I was able to implement node classification for my dataset using Bag of Words implementation for node features.

However, I am trying to implement the task with Node Features being tensors of encoded BERT word embeddings instead of BoW. The max sequence length of each sentence (i.e. node feature) is 30. Would I need to add an embedding layer before applying the GCN layers on the input data? My understanding as of now is that the data node features are too small (30) to provide any contextual information, not to mention only contain BERT token ids. If so, could I be directed to an example where the input node features have not been BoW?

Any suggestions would be helpful.

rusty1s commented 3 years ago

I suggest you simply encode your sentences via a pretrained Transformer model using the transformers library. Here is an example on how to do so.

mahadafzal commented 3 years ago

I have done that, but I am running into issues when working with the GCN layer. Each node feature would have to be a 30 x 768 tensor, but the GCN would expect a 1d tensor of 30 tokens, correct?

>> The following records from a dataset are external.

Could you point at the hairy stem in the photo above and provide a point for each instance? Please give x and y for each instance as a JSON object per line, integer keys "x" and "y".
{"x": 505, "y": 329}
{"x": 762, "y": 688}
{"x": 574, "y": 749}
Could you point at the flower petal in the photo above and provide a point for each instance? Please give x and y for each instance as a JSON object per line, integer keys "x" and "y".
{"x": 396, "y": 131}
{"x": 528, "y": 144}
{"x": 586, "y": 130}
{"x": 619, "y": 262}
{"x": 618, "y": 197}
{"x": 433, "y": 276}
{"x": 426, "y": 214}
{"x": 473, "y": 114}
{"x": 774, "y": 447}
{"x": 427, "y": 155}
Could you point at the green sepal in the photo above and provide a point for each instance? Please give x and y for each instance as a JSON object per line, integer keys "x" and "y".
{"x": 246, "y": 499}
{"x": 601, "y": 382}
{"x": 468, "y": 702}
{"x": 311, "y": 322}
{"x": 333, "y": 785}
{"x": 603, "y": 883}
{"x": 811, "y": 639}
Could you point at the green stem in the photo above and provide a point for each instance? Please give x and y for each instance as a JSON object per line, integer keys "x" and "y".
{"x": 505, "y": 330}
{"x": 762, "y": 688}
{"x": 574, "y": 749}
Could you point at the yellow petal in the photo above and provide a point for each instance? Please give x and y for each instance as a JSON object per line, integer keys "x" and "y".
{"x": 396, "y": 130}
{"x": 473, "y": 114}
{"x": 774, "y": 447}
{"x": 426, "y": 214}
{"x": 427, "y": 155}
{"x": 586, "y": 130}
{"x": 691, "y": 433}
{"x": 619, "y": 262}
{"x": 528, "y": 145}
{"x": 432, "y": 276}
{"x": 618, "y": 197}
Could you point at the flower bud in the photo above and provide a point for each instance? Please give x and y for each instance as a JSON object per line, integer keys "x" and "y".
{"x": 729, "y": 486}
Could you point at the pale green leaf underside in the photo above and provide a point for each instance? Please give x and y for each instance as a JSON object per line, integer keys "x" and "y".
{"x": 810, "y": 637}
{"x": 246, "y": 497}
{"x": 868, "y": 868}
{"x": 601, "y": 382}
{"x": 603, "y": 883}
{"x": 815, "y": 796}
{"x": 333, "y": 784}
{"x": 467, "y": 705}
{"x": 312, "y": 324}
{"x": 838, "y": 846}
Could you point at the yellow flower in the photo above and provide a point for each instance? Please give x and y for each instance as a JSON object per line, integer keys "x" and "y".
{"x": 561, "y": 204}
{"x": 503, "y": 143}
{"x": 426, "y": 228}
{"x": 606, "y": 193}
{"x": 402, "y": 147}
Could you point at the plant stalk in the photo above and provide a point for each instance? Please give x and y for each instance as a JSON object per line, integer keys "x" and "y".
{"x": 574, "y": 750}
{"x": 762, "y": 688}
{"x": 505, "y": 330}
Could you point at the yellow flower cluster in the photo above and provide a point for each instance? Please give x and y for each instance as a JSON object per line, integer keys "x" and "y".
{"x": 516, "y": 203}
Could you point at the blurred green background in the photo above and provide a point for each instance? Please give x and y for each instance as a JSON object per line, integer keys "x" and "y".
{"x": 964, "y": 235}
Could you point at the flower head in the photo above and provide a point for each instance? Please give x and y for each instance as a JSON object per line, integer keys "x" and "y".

rusty1s commented 3 years ago

Not sure I understand. You should get back a feature vector for each encoded sentence/word, which you can simply use as node features for your GCN. In case you have 30 nodes, and BERT decodes features as 768-dimensional tensors, this results in a node feature matrix of shape [30, 768] which you can then input into your GNN.

mahadafzal commented 3 years ago

My understanding is that when I tokenize a sentence for a maximum length of, for example, 30 tokens in a sentence, the BERT tokenizer returns a 30x786 tensor, with 30 being the number of tokens in a sentence, and 786 being the length of the feature vector for each token. If there are 3 nodes in my graph, the tensor fed into the GCN model would have a 3 x 30 x 786 dimension, with the dimension for each node feature being 30 x 786.

Since the GCN layer is only expecting a single integer in its in_channels parameter, how would I go about defining a 30 x 786 input channel for the model? Or if that is not possible, would you have a work around in mind?

rusty1s commented 3 years ago

I see. I think what people are commonly doing is to take the average features over all tokens, e.g., feature.mean(dim=0).

mahadafzal commented 3 years ago

Alright! I think another work around would also be to use the pooled output for BERT i.e. the embeddings for the first [CLS] token. That way, the 786 vector would represent contextual embeddings for the whole sequence. Closing this issue, thanks for the help!